Social Health Determinants
These are the socioeconomic factors that determine the health of a person or a population – conditions in the social, economic, and physical environment that impact health outcomes. Artiga and Hinton identify six social determinants of health, namely, income status, literacy, safe and affordable housing, occupation, social support, and availability of healthcare services. In one of my clinical encounters, I cared for an overweight, hypertensive patient who, for an unknown reason, was not taking his medication as prescribed. Upon interviewing him, I found out that he could not afford antihypertensive drugs, did not understand the impact of his actions on his health, and the prescriptions were unavailable in the local pharmacy. The social determinants of health specific to this case included low socioeconomic status, limited education, and transportation barriers.

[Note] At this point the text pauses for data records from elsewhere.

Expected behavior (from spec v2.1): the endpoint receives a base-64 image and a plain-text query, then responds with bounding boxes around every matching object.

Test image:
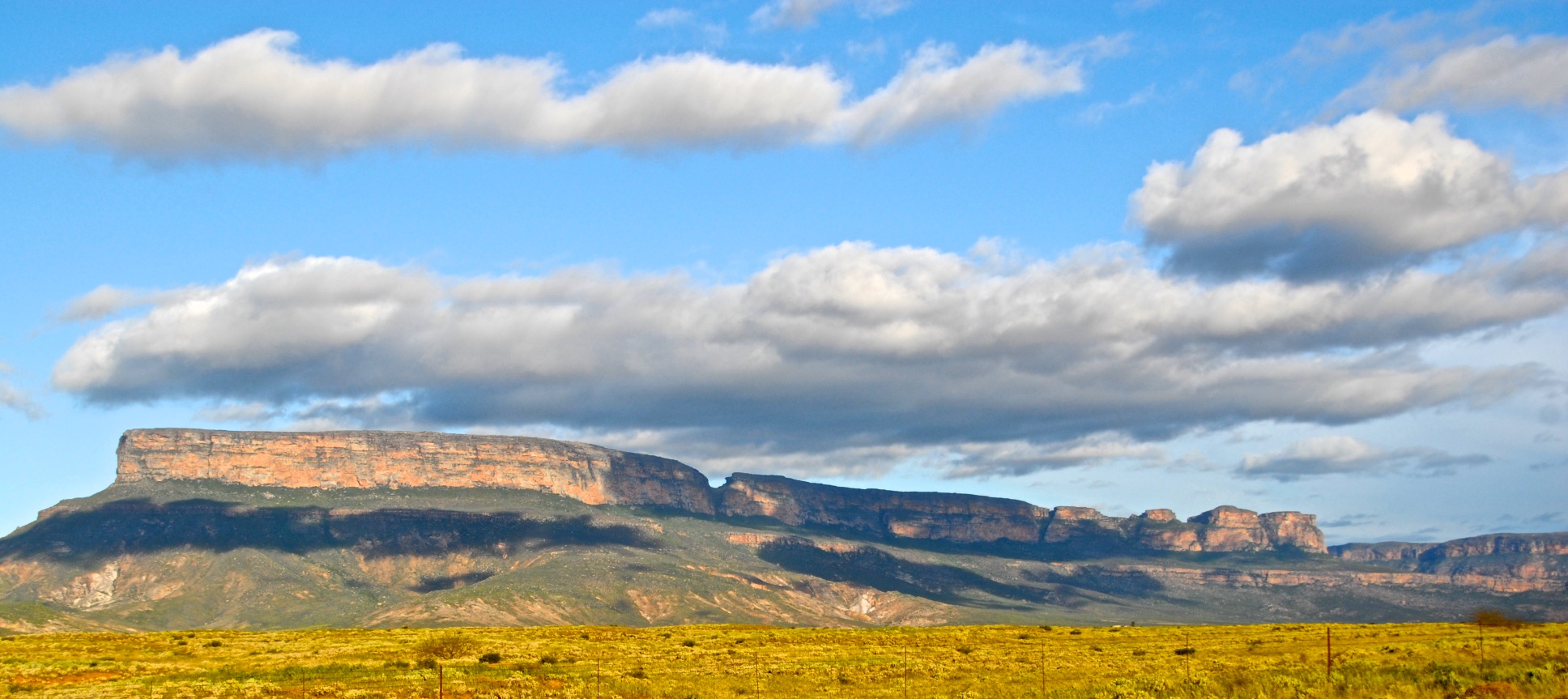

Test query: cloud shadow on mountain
[0,498,658,563]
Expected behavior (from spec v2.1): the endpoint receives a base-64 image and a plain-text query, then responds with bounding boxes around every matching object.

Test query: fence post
[903,638,910,699]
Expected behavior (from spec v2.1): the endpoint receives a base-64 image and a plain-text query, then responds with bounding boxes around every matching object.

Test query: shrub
[1471,610,1529,629]
[414,633,478,660]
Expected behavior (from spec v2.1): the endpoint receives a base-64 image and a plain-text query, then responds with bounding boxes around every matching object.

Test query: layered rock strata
[114,429,714,514]
[116,429,1327,553]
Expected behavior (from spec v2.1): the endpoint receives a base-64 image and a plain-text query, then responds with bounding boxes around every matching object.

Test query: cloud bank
[1340,36,1568,111]
[1132,111,1568,279]
[751,0,905,30]
[1236,434,1491,481]
[0,30,1084,161]
[53,235,1568,475]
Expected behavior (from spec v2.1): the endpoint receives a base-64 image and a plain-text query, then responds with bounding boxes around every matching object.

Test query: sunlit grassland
[0,624,1568,699]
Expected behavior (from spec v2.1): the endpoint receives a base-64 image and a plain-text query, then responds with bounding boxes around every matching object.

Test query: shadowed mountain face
[0,500,658,563]
[0,429,1568,633]
[116,429,1325,555]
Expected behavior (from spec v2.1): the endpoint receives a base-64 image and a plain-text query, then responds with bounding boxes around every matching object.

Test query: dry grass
[0,624,1568,699]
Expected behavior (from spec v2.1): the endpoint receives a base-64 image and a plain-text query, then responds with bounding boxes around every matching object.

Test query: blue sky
[0,0,1568,543]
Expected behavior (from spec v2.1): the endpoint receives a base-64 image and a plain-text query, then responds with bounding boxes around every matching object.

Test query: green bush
[414,633,479,660]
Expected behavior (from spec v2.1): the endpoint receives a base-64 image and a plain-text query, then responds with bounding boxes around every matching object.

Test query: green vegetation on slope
[0,481,1568,632]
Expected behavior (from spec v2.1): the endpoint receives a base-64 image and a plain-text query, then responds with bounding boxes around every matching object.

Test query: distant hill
[0,429,1568,632]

My Understanding of These Terms Before and After the Readings
Through these readings, my comprehension of the meaning of the three terms has improved. I have always understood health disparity in the context of healthcare access. Now, I know that other factors, such as health behaviors and environmental risks, also create gaps in health between population subgroups. Further, I previously understood a vulnerable population to be an ethnic or racial minority group. However, from the readings, it is clear that characteristics such as age, gender, and disability increase vulnerability to adverse health outcomes.